3. Ted Turner invented Turner Time
Turner Time was a staple for the Gen Xers watching after-school reruns on WTBS in the 1980s, though I don’t remember that name getting any play at the time. The obituary details Turner’s initial investment in weak-signal station WTCG in the early 1970s. Turner invested in connecting the station to a satellite in 1976, and by 1980, the station had been rebranded WTBS (Turner Broadcasting System) and was available in well over half of the households in the United States via cable television.
Here is what the obituary didn’t say. In June 1981, SuperStation WTBS started to schedule all of its programming beginning at :05 and :35 after the hour. This was done strategically so that the end of one show on WTBS would overlap with another channel’s show that would traditionally start at the top or bottom of the hour.
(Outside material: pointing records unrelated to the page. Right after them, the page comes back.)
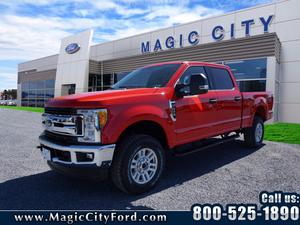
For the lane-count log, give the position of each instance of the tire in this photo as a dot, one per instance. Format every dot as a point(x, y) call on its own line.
point(253, 136)
point(129, 167)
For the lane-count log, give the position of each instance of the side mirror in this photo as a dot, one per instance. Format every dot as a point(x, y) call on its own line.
point(197, 84)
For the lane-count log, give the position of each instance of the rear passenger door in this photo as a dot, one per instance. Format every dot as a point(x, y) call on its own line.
point(229, 100)
point(196, 114)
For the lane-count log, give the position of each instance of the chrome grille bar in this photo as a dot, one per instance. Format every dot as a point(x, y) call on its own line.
point(71, 125)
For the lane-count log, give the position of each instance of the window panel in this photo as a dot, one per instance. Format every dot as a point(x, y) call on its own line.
point(221, 78)
point(248, 69)
point(252, 85)
point(184, 79)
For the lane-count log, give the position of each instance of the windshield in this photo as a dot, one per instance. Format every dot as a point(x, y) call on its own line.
point(148, 77)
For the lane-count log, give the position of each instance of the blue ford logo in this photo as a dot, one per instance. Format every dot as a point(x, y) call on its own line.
point(72, 48)
point(48, 123)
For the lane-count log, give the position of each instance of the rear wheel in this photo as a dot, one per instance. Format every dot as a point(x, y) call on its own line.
point(254, 135)
point(138, 164)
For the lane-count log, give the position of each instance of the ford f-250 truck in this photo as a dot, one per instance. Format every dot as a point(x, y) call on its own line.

This, in theory, and in practice, would create the incentive for the viewer to stay and watch the next show on WTBS.
Does this bit of marketing genius even translate to 2026? My fingers actually developed arthritis while typing the words!
In the early 1980s, SuperStation WTBS featured classic half-hour sitcoms like The Andy Griffith Show, I Love Lucy, The Beverly Hillbillies, The Flintstones, and My Three Sons, as well as Georgia Championship Wrestling and Atlanta Braves baseball.
Turner’s Braves truly became America’s Team in the 1980s as a majority of their games were available to a national audience via cable television on WTBS, night games starting at 7:05 or 7:35. To this day, there are many Braves fans throughout the state of Florida who grew up watching the Braves before the Miami Marlins and Tampa Bay Rays existed.
We must acknowledge Turner as a media pioneer. He invented the 24-hour news cycle with the creation of CNN in 1980, and that changed everything in the world of news and reporting. He also said and did some things that weren’t so great, and I’ll point you back to the Times’ obituary to read those details.